For many years Louise did not consider herself a Holocaust survivor. She was never imprisoned in a labor or concentration camp, but as a Parisian Jew she suffered greatly under Nazi occupation. Louise was only 13 when her mother died of tuberculosis. As an only child, Louise was left in the care of her widowed father. “My father was a stoic man, I only saw him cry twice. First when my mother died and second as we stood at the city hall and watched the Nazis replace the French flag with the swastika.”

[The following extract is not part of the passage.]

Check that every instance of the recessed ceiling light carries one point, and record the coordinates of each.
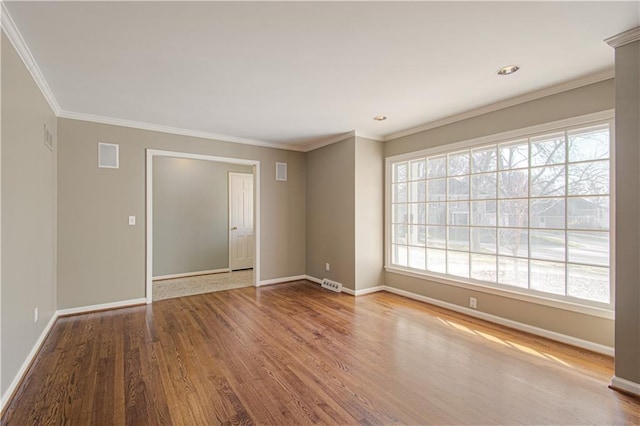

Thus began a series of degradations. “Humiliations were the worst of all, they make you ashamed of who you are.” But the worst day was November 25, 1942. Louise’s father, a strong man, had never been sick in his life. On that day, when ration books were to be distributed, he was too ill to get out of bed. She decided to take both their cards to the city hall. Two men followed her home and arrested her father. Louise never saw him again.
Thanks to “human angels,” Louise survived through the rest of the war. There was the school principal who let her attend classes, provided books and lunch money even though Jews had been barred from classes. There was the French priest, Father Deveaux, who gave her money to pay rent. There was the French policeman who hired her to tutor his children and tipped her off whenever the police were rounding up Jews in her area. And there was the non-Jewish mother of her friend Jeanette who hid her in the attic whenever the Germans came to search.
“I am the best proof that the force of good is stronger than the force of evil. I survived because of these angels in human form.” The message that Louise would like to leave for future generations is “Be on the side of the force of good. I am living proof. By myself, I would never have survived.”